Know what I think? I think our regulatory establishment is incapable of acting on its own findings with regard to routine antibiotic use because factory-scale animal farms simply can’t exist without it. Forget growth promotion — you probably can’t cram animals together indoors without light and feed them low-quality feed full of additives and expect them to survive to slaughter weight without shoring up their immune systems with antibiotics. Doing the right thing to protect public health would mean destroying the meat industry. One hidden price of cheap, ubiquitous meat — and a national diet hinged on consuming more than a half pound of it per day per capita — may well be novel, unpredictable, and increasingly hard-to-treat bacterial strains infecting the public. The FDA and the USDA officials have — at long last — begun to acknowledge the problem, but can’t bring themselves to fundamentally challenge a powerful industry and actually address it. 

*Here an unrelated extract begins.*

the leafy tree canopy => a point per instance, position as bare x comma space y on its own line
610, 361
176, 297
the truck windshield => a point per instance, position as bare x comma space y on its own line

Rep. Louise Slaughter (D-N.Y.) has yet again stepped up where regulators fear to tread, introducing the Preservation of Antibiotics for Medical Treatment Act (HR 965), or PAMTA, which would allow the meat industry to use antibiotics only when animals become sick. It would ban the prevailing practice of small daily doses. She has introduced PAMTA before — and her colleagues have let it die, placing meat industry interests above those of the public. Since PAMTA has already failed in a Democratic-controlled House, it’s hard to imagine it prevailing in the current teabag-infused, industry-worshipping one. Perhaps an outpouring of public outrage on the issue will prove me wrong?

As for China, the current scare over the dodgy feed additive may soon seem like child’s play. U.S. pork giant Smithfield is working with Chinese grain-trading giant Cofco (which owns 5 percent of Smithfield) to industrialize China’s hog production after the U.S. style.